Dalam kesempatan lainnya, Ibnu Katsir dalam Tafsir Al-Quran Al-Azhim juga menjelaskan bahwa sebenarnya proses pensyariatan puasa Ramadhan ini mempunyai kemiripan dengan proses pensyaraitan sholat. Keduanya melalui tiga tahapan pensyariatan.

Penjelasan ini didapat lewat riwayat Imam Ahmad melalui jalur Muadz bin Jabal, menceritakan: Bahwa pensyariatan sholat itu melalui tiga tahapan dan pensyariatan puasa juga melalui tiga tahapan. Adapun pensyaritan sholat, pada mulanya ketika Nabi Muhammad SAW tiba di Madinah beliau sholat selama lebih kurang tujuh belas bulan menghadap arah Baitul Maqdis, hingga akhirnya Allah menurunkan ayatNya: “Sungguh Kami (sering) melihat mukamu menengadah ke langit, Maka sungguh Kami akan memalingkan kamu ke kiblat yang kamu sukai” (QS Al-Baqarah: 144)
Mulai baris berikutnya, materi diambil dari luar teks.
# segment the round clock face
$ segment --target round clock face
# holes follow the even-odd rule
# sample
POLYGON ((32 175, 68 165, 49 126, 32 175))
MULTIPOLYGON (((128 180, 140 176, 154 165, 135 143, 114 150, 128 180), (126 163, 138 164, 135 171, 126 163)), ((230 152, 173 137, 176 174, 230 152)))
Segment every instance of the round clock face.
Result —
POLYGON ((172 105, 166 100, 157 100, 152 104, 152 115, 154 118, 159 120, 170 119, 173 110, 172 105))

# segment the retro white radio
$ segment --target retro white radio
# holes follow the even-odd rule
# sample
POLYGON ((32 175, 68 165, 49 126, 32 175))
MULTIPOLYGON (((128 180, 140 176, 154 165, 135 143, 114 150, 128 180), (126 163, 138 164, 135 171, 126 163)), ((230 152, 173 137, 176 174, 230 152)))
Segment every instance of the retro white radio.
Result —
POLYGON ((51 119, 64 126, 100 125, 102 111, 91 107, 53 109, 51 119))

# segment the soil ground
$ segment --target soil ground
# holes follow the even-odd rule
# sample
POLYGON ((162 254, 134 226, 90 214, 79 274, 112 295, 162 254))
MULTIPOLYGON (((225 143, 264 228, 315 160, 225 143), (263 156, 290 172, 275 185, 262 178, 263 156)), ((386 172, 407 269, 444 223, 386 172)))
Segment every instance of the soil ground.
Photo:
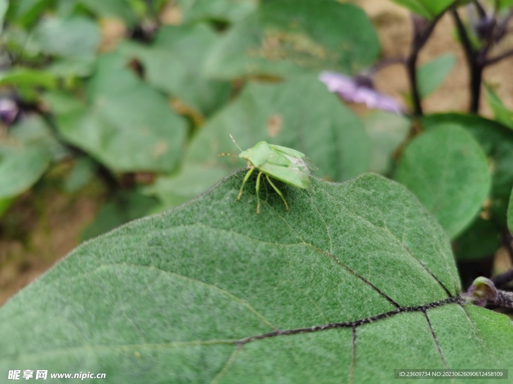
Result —
MULTIPOLYGON (((408 52, 411 25, 406 11, 388 0, 354 2, 366 11, 374 25, 384 58, 408 52)), ((446 81, 424 100, 427 112, 467 108, 468 72, 463 52, 453 37, 453 29, 450 17, 445 15, 420 55, 421 63, 448 52, 455 53, 457 57, 456 68, 446 81)), ((513 35, 501 46, 497 52, 513 47, 513 35)), ((489 67, 484 78, 497 87, 505 105, 513 109, 513 57, 489 67)), ((408 89, 403 67, 394 65, 381 71, 376 87, 401 98, 408 89)), ((484 100, 480 112, 490 115, 484 100)), ((92 220, 104 199, 104 191, 93 188, 75 196, 55 189, 33 191, 17 199, 0 224, 0 305, 78 245, 81 232, 92 220)))

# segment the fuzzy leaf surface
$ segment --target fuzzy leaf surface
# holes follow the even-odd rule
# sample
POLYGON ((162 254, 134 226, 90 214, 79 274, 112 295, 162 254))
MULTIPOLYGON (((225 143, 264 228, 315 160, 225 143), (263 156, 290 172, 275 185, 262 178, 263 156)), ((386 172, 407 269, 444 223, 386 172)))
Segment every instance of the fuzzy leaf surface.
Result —
POLYGON ((295 76, 248 84, 202 127, 181 172, 157 179, 155 195, 172 206, 206 191, 214 177, 244 166, 238 157, 219 156, 238 154, 230 134, 243 150, 264 140, 302 152, 319 167, 315 175, 328 180, 343 181, 367 170, 369 143, 362 122, 317 76, 295 76))
POLYGON ((513 367, 510 321, 450 304, 448 239, 404 186, 370 174, 312 178, 312 194, 278 183, 286 211, 264 182, 257 216, 254 177, 236 199, 244 174, 85 243, 18 293, 0 308, 0 371, 392 383, 400 366, 513 367))

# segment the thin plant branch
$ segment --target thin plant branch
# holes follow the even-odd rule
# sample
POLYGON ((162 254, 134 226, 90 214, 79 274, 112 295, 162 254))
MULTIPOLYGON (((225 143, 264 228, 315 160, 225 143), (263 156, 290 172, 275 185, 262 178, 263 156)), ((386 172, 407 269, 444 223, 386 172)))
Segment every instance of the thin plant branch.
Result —
POLYGON ((496 287, 503 287, 513 281, 513 269, 494 276, 490 280, 496 287))
POLYGON ((465 56, 470 72, 470 105, 471 113, 477 114, 479 110, 479 98, 481 96, 481 85, 483 79, 483 69, 484 63, 478 60, 478 52, 472 46, 463 22, 456 8, 451 10, 451 14, 456 24, 458 35, 465 52, 465 56))
POLYGON ((453 8, 458 3, 458 0, 455 0, 448 7, 440 12, 437 17, 430 22, 425 21, 421 23, 420 19, 416 19, 413 16, 413 38, 411 41, 411 49, 408 57, 405 60, 406 72, 410 82, 410 88, 411 91, 411 100, 413 103, 414 118, 422 116, 422 105, 421 103, 420 92, 419 90, 419 84, 417 82, 417 63, 419 58, 419 54, 429 37, 431 36, 435 27, 445 12, 449 9, 453 8), (416 23, 416 22, 417 22, 416 23))

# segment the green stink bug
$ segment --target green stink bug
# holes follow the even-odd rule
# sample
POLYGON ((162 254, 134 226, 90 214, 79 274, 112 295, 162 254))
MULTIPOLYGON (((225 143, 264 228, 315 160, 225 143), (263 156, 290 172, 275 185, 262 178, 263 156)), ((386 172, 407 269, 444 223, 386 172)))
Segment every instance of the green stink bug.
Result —
MULTIPOLYGON (((237 145, 231 135, 230 137, 237 145)), ((241 150, 239 145, 237 147, 241 150)), ((259 172, 256 177, 256 186, 257 214, 260 214, 259 191, 260 178, 262 174, 265 175, 271 186, 283 200, 286 210, 288 210, 287 201, 280 189, 271 181, 269 176, 298 188, 303 188, 310 191, 313 190, 310 181, 310 170, 317 170, 318 168, 304 154, 286 147, 269 144, 266 141, 259 141, 252 148, 241 151, 239 157, 248 162, 249 170, 244 177, 237 200, 240 201, 246 182, 249 179, 253 171, 255 169, 258 169, 259 172)), ((220 156, 229 154, 221 154, 220 156)))

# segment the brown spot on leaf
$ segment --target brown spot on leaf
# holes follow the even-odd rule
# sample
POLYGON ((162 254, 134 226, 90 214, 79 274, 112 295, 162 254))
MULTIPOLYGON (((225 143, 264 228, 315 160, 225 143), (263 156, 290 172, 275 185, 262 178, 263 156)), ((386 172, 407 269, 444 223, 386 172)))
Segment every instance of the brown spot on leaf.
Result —
POLYGON ((180 25, 184 15, 175 1, 168 2, 160 14, 161 23, 167 25, 180 25))
POLYGON ((110 52, 116 49, 118 43, 127 35, 127 27, 117 18, 105 17, 100 20, 102 29, 102 41, 98 51, 110 52))
POLYGON ((267 134, 276 137, 280 134, 283 125, 283 118, 280 115, 273 115, 267 120, 267 134))

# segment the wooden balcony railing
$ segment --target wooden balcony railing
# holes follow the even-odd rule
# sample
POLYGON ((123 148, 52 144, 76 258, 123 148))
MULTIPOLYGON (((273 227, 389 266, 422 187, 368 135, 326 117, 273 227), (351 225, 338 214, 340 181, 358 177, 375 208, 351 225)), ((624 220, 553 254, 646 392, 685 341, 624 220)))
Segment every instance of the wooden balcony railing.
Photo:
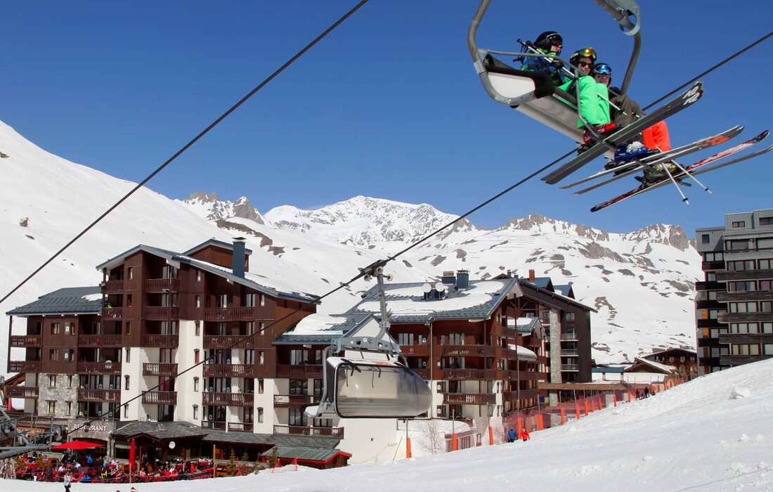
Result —
POLYGON ((205 349, 252 348, 256 346, 255 335, 249 338, 247 335, 204 335, 205 349))
POLYGON ((444 393, 443 403, 446 405, 494 405, 496 395, 493 393, 444 393))
POLYGON ((233 432, 251 432, 252 429, 254 428, 254 424, 252 422, 248 423, 240 423, 240 422, 228 422, 228 430, 233 432))
POLYGON ((443 379, 488 381, 496 379, 493 369, 444 369, 443 379))
POLYGON ((142 364, 143 376, 177 375, 177 364, 173 362, 145 362, 142 364))
POLYGON ((40 347, 42 335, 11 335, 11 347, 40 347))
POLYGON ((178 278, 148 278, 142 286, 148 292, 180 292, 180 281, 178 278))
POLYGON ((40 372, 39 360, 11 360, 8 363, 9 372, 40 372))
POLYGON ((80 401, 121 401, 121 390, 78 388, 78 400, 80 401))
POLYGON ((204 405, 232 407, 251 407, 255 401, 252 393, 210 393, 205 391, 202 402, 204 405))
POLYGON ((400 350, 406 357, 429 357, 430 354, 428 345, 401 345, 400 350))
POLYGON ((102 308, 102 318, 104 319, 123 319, 124 308, 102 308))
POLYGON ((104 282, 105 294, 117 294, 124 291, 123 280, 108 280, 104 282))
POLYGON ((140 337, 142 347, 158 347, 160 348, 177 348, 179 337, 177 335, 153 335, 145 333, 140 337))
POLYGON ((301 425, 274 425, 274 434, 293 436, 329 436, 343 439, 343 427, 305 427, 301 425))
POLYGON ((79 374, 121 374, 120 362, 79 362, 79 374))
POLYGON ((204 308, 204 321, 250 321, 254 319, 254 307, 204 308))
POLYGON ((205 364, 207 378, 254 378, 255 366, 251 364, 205 364))
POLYGON ((322 364, 277 364, 278 378, 322 378, 322 364))
POLYGON ((142 308, 142 317, 152 321, 178 319, 180 317, 180 308, 173 306, 146 306, 142 308))
POLYGON ((123 347, 121 335, 78 335, 78 347, 123 347))
POLYGON ((5 387, 5 397, 9 398, 36 398, 39 394, 37 386, 5 387))
POLYGON ((142 403, 150 405, 177 405, 177 391, 146 391, 142 403))
POLYGON ((443 357, 494 357, 495 349, 489 345, 446 345, 443 357))
MULTIPOLYGON (((319 400, 318 398, 316 400, 319 400)), ((274 406, 277 408, 300 408, 315 402, 313 395, 274 395, 274 406)))

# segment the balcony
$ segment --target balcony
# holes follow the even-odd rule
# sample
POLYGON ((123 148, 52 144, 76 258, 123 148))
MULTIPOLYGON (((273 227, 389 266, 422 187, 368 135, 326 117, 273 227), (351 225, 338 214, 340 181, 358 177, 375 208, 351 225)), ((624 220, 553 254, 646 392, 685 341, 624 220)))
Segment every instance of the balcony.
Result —
POLYGON ((254 378, 255 366, 251 364, 205 364, 207 378, 254 378))
POLYGON ((305 405, 312 405, 315 398, 313 395, 274 395, 274 406, 277 408, 299 408, 305 405))
POLYGON ((204 335, 205 349, 253 348, 256 346, 255 337, 247 335, 204 335))
POLYGON ((494 405, 496 395, 493 393, 444 393, 445 405, 494 405))
POLYGON ((232 407, 251 407, 255 398, 252 393, 209 393, 205 392, 202 398, 204 405, 232 407))
POLYGON ((5 398, 37 398, 39 391, 37 386, 6 386, 5 398))
POLYGON ((142 317, 150 321, 178 319, 180 317, 180 308, 173 306, 146 306, 142 308, 142 317))
POLYGON ((443 357, 494 357, 496 349, 489 345, 446 345, 443 357))
POLYGON ((401 345, 400 350, 406 357, 429 357, 430 355, 428 345, 401 345))
POLYGON ((773 321, 773 313, 720 313, 720 323, 759 323, 773 321))
POLYGON ((148 278, 142 284, 142 287, 148 292, 179 292, 180 281, 177 278, 148 278))
POLYGON ((252 321, 255 308, 204 308, 204 321, 252 321))
POLYGON ((496 379, 493 369, 444 369, 443 379, 491 381, 496 379))
POLYGON ((277 364, 277 378, 291 378, 302 379, 321 378, 322 377, 322 364, 277 364))
POLYGON ((177 405, 177 391, 145 391, 142 403, 149 405, 177 405))
POLYGON ((144 347, 177 348, 179 338, 177 335, 152 335, 145 333, 140 337, 140 344, 144 347))
POLYGON ((228 430, 232 432, 251 432, 254 428, 254 424, 252 422, 228 422, 228 430))
POLYGON ((105 294, 119 294, 124 292, 123 280, 108 280, 104 282, 105 294))
POLYGON ((123 347, 123 336, 117 335, 78 335, 78 347, 123 347))
POLYGON ((172 362, 145 362, 142 364, 143 376, 169 376, 177 375, 177 364, 172 362))
POLYGON ((120 362, 79 362, 79 374, 121 374, 120 362))
POLYGON ((773 290, 744 290, 736 292, 717 292, 717 300, 720 302, 738 301, 773 301, 773 290))
POLYGON ((40 347, 43 335, 11 335, 11 347, 40 347))
POLYGON ((124 308, 102 308, 102 318, 104 319, 123 319, 124 308))
POLYGON ((343 427, 305 427, 301 425, 274 425, 274 434, 291 436, 325 436, 343 439, 343 427))
POLYGON ((727 270, 717 272, 717 282, 773 278, 773 270, 727 270))
POLYGON ((109 401, 118 403, 121 401, 121 390, 115 389, 90 389, 78 388, 79 401, 109 401))
POLYGON ((8 363, 9 372, 40 372, 39 360, 11 360, 8 363))

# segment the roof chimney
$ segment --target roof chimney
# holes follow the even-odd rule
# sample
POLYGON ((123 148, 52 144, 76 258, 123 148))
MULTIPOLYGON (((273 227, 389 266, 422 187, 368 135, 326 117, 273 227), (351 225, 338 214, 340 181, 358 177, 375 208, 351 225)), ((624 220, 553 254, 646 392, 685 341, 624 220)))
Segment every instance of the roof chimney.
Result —
POLYGON ((467 290, 470 288, 470 272, 467 270, 456 271, 456 289, 467 290))
POLYGON ((244 237, 233 238, 233 275, 237 277, 244 276, 244 237))

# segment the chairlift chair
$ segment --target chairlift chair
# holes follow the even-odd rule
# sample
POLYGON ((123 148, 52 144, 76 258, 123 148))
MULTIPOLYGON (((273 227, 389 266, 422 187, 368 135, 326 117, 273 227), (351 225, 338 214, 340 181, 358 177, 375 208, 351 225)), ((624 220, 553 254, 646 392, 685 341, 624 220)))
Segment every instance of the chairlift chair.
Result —
MULTIPOLYGON (((486 93, 496 102, 519 111, 576 142, 583 132, 577 127, 579 115, 576 94, 556 87, 544 72, 526 72, 510 67, 492 55, 535 56, 534 53, 509 53, 480 49, 475 39, 478 27, 491 0, 482 0, 467 34, 472 60, 486 93)), ((634 0, 594 0, 618 22, 621 30, 633 36, 634 47, 621 88, 625 94, 641 48, 639 7, 634 0)), ((565 67, 569 63, 561 60, 565 67)), ((592 129, 591 129, 592 131, 592 129)), ((596 135, 597 137, 598 135, 596 135)))

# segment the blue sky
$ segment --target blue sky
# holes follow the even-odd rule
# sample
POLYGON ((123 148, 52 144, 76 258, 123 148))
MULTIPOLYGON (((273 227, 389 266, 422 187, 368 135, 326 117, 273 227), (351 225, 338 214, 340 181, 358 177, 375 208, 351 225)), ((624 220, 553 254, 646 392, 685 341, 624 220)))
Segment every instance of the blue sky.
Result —
MULTIPOLYGON (((140 181, 356 3, 13 2, 3 9, 0 119, 49 152, 140 181)), ((517 38, 553 29, 564 55, 592 46, 621 80, 632 41, 591 0, 492 3, 482 47, 515 51, 517 38)), ((639 3, 629 94, 642 106, 768 34, 773 17, 767 2, 639 3)), ((246 196, 263 213, 357 195, 465 213, 572 148, 485 94, 466 45, 477 5, 371 0, 148 186, 170 198, 246 196)), ((770 128, 769 98, 756 95, 773 79, 771 52, 768 39, 704 77, 703 98, 669 120, 672 143, 745 125, 738 142, 770 128)), ((591 214, 636 183, 574 196, 534 179, 470 220, 495 227, 538 213, 615 232, 674 224, 693 235, 726 213, 773 207, 771 159, 705 175, 713 194, 686 190, 689 207, 665 187, 591 214)))

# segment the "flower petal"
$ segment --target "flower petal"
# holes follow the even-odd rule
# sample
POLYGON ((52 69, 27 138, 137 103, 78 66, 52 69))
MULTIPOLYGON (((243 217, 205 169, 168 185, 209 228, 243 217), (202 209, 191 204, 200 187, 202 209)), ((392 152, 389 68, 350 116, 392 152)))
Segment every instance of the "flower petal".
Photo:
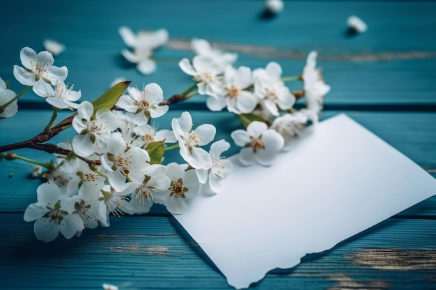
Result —
POLYGON ((36 220, 33 225, 35 236, 39 241, 45 243, 53 241, 59 235, 59 224, 57 220, 51 218, 42 218, 36 220))
POLYGON ((27 72, 26 70, 18 65, 14 65, 14 76, 21 84, 25 86, 33 86, 35 82, 35 74, 27 72))

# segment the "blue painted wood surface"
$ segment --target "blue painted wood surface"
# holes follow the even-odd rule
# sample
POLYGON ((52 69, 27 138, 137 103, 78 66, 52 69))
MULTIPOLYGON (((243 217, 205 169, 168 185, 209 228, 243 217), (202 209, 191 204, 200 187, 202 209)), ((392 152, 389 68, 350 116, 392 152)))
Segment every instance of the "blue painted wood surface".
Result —
MULTIPOLYGON (((194 37, 237 51, 238 65, 258 67, 276 61, 287 75, 301 73, 306 54, 316 49, 332 87, 324 116, 348 113, 436 176, 436 3, 287 1, 282 14, 267 20, 259 17, 262 9, 262 1, 249 0, 10 1, 0 17, 0 76, 20 90, 12 74, 20 49, 42 50, 42 40, 52 38, 66 45, 55 64, 68 67, 68 81, 81 90, 83 99, 94 99, 121 76, 139 86, 157 82, 169 97, 190 86, 177 63, 192 56, 188 45, 194 37), (368 30, 348 38, 345 22, 352 14, 361 17, 368 30), (156 73, 141 75, 120 56, 125 47, 117 29, 122 25, 168 29, 169 45, 155 54, 156 73)), ((207 120, 219 128, 217 139, 230 140, 238 121, 226 112, 207 112, 203 103, 196 97, 176 106, 162 121, 190 109, 198 123, 207 120)), ((20 106, 16 117, 0 121, 1 145, 38 133, 50 118, 43 100, 31 93, 20 106)), ((47 158, 42 152, 20 153, 47 158)), ((33 223, 22 216, 36 201, 39 182, 28 178, 24 162, 0 165, 0 289, 98 289, 102 283, 123 290, 230 289, 159 207, 148 216, 112 218, 111 227, 85 231, 79 239, 38 242, 33 223)), ((295 268, 274 270, 251 287, 436 289, 436 198, 331 250, 308 255, 295 268)))

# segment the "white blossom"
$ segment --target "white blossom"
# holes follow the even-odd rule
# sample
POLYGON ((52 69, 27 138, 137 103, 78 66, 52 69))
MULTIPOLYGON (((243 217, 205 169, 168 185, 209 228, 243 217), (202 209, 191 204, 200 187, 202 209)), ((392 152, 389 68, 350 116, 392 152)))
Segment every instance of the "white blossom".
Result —
POLYGON ((265 1, 265 9, 271 13, 277 14, 283 11, 285 3, 283 0, 266 0, 265 1))
MULTIPOLYGON (((75 211, 73 215, 78 216, 81 218, 84 225, 86 228, 95 229, 101 225, 103 227, 107 227, 108 218, 106 216, 106 211, 103 213, 100 211, 100 207, 102 203, 101 200, 77 200, 75 202, 75 211)), ((80 236, 81 231, 78 232, 77 236, 80 236)))
POLYGON ((183 112, 180 118, 173 119, 171 127, 177 138, 180 156, 194 168, 209 169, 212 158, 200 146, 209 144, 215 138, 216 129, 210 124, 203 124, 192 131, 192 118, 189 112, 183 112))
POLYGON ((274 116, 279 114, 279 108, 288 110, 294 105, 295 97, 281 81, 281 67, 270 62, 265 69, 254 72, 254 93, 260 98, 263 109, 274 116))
POLYGON ((228 66, 223 76, 223 89, 216 96, 210 96, 206 105, 210 111, 221 111, 225 107, 235 114, 251 113, 259 100, 250 90, 252 85, 251 70, 228 66))
POLYGON ((194 170, 185 171, 176 163, 170 163, 166 168, 170 186, 155 196, 155 202, 165 205, 171 214, 182 214, 198 194, 200 183, 194 170))
POLYGON ((95 118, 91 119, 93 111, 93 104, 84 101, 72 120, 72 127, 79 134, 72 140, 72 147, 75 153, 84 157, 104 148, 111 133, 118 127, 118 119, 111 111, 98 110, 95 118))
POLYGON ((366 31, 368 29, 366 24, 356 15, 351 15, 347 19, 347 25, 350 29, 360 33, 366 31))
POLYGON ((230 143, 224 140, 215 142, 210 145, 210 150, 209 151, 212 157, 212 167, 208 170, 196 169, 200 183, 205 184, 209 189, 216 193, 222 191, 220 182, 226 178, 227 174, 233 168, 231 162, 221 156, 228 148, 230 148, 230 143))
POLYGON ((147 151, 130 147, 120 134, 114 133, 107 143, 107 153, 101 157, 102 165, 109 172, 111 186, 117 191, 125 190, 129 186, 126 179, 140 184, 143 180, 141 168, 150 161, 147 151))
POLYGON ((24 220, 36 220, 33 226, 38 240, 52 241, 62 234, 71 239, 77 232, 84 229, 84 223, 74 211, 77 198, 63 195, 59 188, 53 184, 45 183, 36 190, 38 202, 31 204, 24 211, 24 220))
POLYGON ((306 128, 308 120, 307 115, 299 111, 285 114, 274 120, 271 128, 279 132, 285 140, 283 150, 289 150, 292 140, 306 128))
POLYGON ((53 55, 47 51, 38 54, 30 47, 21 50, 20 58, 23 67, 14 65, 14 76, 22 84, 33 86, 37 81, 47 81, 56 84, 56 81, 63 81, 67 78, 66 67, 53 65, 53 55))
POLYGON ((164 142, 165 143, 177 142, 177 139, 171 130, 166 129, 157 130, 155 127, 149 124, 137 127, 135 132, 141 137, 145 143, 144 147, 153 142, 164 142))
POLYGON ((324 96, 330 91, 330 86, 325 84, 321 70, 316 67, 317 55, 316 51, 309 54, 302 74, 307 109, 316 115, 322 110, 324 96))
POLYGON ((59 108, 77 108, 78 104, 73 103, 80 99, 80 90, 72 90, 74 85, 68 88, 63 81, 56 81, 53 86, 45 81, 37 81, 33 86, 33 92, 40 97, 45 98, 47 103, 59 108))
POLYGON ((153 164, 143 170, 144 179, 132 193, 129 202, 134 211, 129 214, 145 214, 150 211, 154 203, 154 196, 160 195, 161 191, 168 189, 171 181, 166 175, 166 168, 159 164, 153 164))
POLYGON ((118 290, 118 287, 112 285, 111 284, 103 283, 102 285, 103 290, 118 290))
POLYGON ((164 100, 164 92, 157 83, 148 83, 142 90, 136 86, 128 87, 127 91, 128 95, 120 97, 116 106, 127 111, 127 118, 139 125, 147 124, 149 118, 161 117, 169 108, 159 105, 164 100))
POLYGON ((134 210, 126 201, 127 195, 132 193, 135 186, 134 183, 130 182, 123 191, 116 191, 112 186, 106 185, 100 191, 98 213, 100 216, 106 216, 105 220, 100 220, 100 222, 106 222, 106 223, 102 223, 102 226, 110 225, 110 214, 119 217, 123 215, 124 211, 134 210))
POLYGON ((156 70, 156 63, 151 59, 153 51, 168 42, 168 31, 140 30, 135 35, 130 28, 120 27, 118 33, 126 45, 132 51, 123 49, 121 54, 128 61, 137 64, 138 70, 143 74, 151 74, 156 70))
POLYGON ((258 121, 251 122, 247 131, 235 130, 231 136, 238 146, 243 147, 239 154, 239 160, 244 166, 255 162, 264 166, 270 166, 285 143, 281 135, 258 121))
MULTIPOLYGON (((0 106, 3 106, 11 99, 15 98, 17 94, 6 87, 6 83, 0 77, 0 106)), ((10 103, 7 107, 4 108, 4 111, 0 111, 0 119, 2 118, 8 118, 15 115, 18 111, 18 105, 17 100, 10 103)))
POLYGON ((204 56, 196 56, 192 64, 187 58, 179 62, 179 67, 187 74, 193 76, 197 82, 198 94, 216 96, 221 88, 220 70, 215 65, 213 58, 204 56))

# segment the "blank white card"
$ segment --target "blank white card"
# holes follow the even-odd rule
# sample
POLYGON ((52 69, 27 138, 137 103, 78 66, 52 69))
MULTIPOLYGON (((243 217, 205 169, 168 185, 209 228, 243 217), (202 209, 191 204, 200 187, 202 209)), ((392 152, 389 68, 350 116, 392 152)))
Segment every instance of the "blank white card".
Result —
POLYGON ((236 289, 436 194, 436 179, 344 114, 270 167, 231 160, 223 193, 200 194, 175 217, 236 289))

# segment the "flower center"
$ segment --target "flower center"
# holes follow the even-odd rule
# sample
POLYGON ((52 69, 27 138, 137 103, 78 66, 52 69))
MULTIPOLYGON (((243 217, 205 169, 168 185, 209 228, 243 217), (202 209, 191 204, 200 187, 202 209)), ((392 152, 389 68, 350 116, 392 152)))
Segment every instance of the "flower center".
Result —
POLYGON ((82 175, 81 180, 84 182, 95 182, 95 175, 93 173, 85 173, 82 175))
POLYGON ((187 192, 188 188, 183 185, 183 181, 181 178, 179 178, 177 182, 171 182, 170 187, 168 188, 170 191, 170 196, 176 195, 176 197, 182 197, 185 198, 185 193, 187 192))
POLYGON ((114 164, 123 173, 129 174, 129 168, 132 165, 132 156, 117 154, 114 158, 114 164))
POLYGON ((196 134, 196 131, 191 133, 186 139, 185 139, 183 136, 181 137, 182 139, 185 140, 185 145, 191 153, 192 153, 192 147, 196 147, 198 143, 201 142, 203 140, 203 137, 200 137, 200 136, 196 134))
POLYGON ((253 148, 253 151, 256 153, 258 150, 264 147, 263 143, 260 139, 251 138, 251 143, 250 144, 250 147, 253 148))
POLYGON ((42 74, 45 72, 48 74, 51 63, 51 61, 48 61, 46 63, 43 59, 38 59, 37 61, 36 57, 33 56, 33 59, 30 61, 31 70, 36 76, 42 76, 42 74))
POLYGON ((277 95, 276 95, 275 92, 268 91, 267 90, 266 98, 267 99, 274 100, 277 99, 277 95))
POLYGON ((88 123, 88 131, 91 134, 98 133, 100 131, 104 131, 104 129, 103 124, 97 121, 97 119, 94 119, 88 123))
POLYGON ((235 98, 239 95, 239 88, 233 85, 231 88, 226 88, 226 90, 228 92, 227 96, 231 99, 235 98))

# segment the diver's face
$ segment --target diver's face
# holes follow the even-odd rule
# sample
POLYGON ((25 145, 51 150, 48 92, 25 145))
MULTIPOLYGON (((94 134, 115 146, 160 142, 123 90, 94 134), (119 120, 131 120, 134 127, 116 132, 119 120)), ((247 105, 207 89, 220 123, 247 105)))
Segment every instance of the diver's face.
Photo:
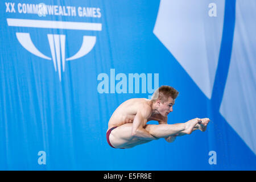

Sehingga terjadi perubahan arah kiblat dengan menghadap ke arah Masjid Haram , dan ini dinilai sebagai tahapan pertama dalam pensyariatan salat.

Muadz melanjutkan, tatkala mereka berkumpul di masjid untuk sholat maka satu dengan yang lainnya saling memanggil untuk sholat, hampir-hampir di antara mereka ada yang membunyikan suara lonceng agar dengan mudah mengumpulkan jamaah untuk sholat.

Kemudian datanglah Abdullah bin Zaid, laki-laki dari kalangan Anshar kepada Rasulullah SAW sambil menceritakan apa yang dilihatnya dalam mimpi, bahwa dia melihat seorang laki-laki dengan memakai kain hijau berdiri menghadap kiblat dan meneriakkan: Allahu Akbar… Allahu Akbar… dst (lafazh adzan sekarang), lalu setelah selesai tidak berapa lama dari sana laki-laki tadi kembali melafalkan lafazh tersebut, hanya saja kali ini dia menambahkan lafazh seperti lafazh Iqamah sekarang.



Lalu Rasulullah SAW memerintahkan agar lafazh itu diajarkan kepada Bilal untuk selanjutnya agar Bilal bisa menyeru dengan lafazh itu untuk setiap salat. Tidak lama setelah itu datang juga Umar bin Khattab yang juga menceritakan perihal mimpi yang sama tentang adzan dan iqamah.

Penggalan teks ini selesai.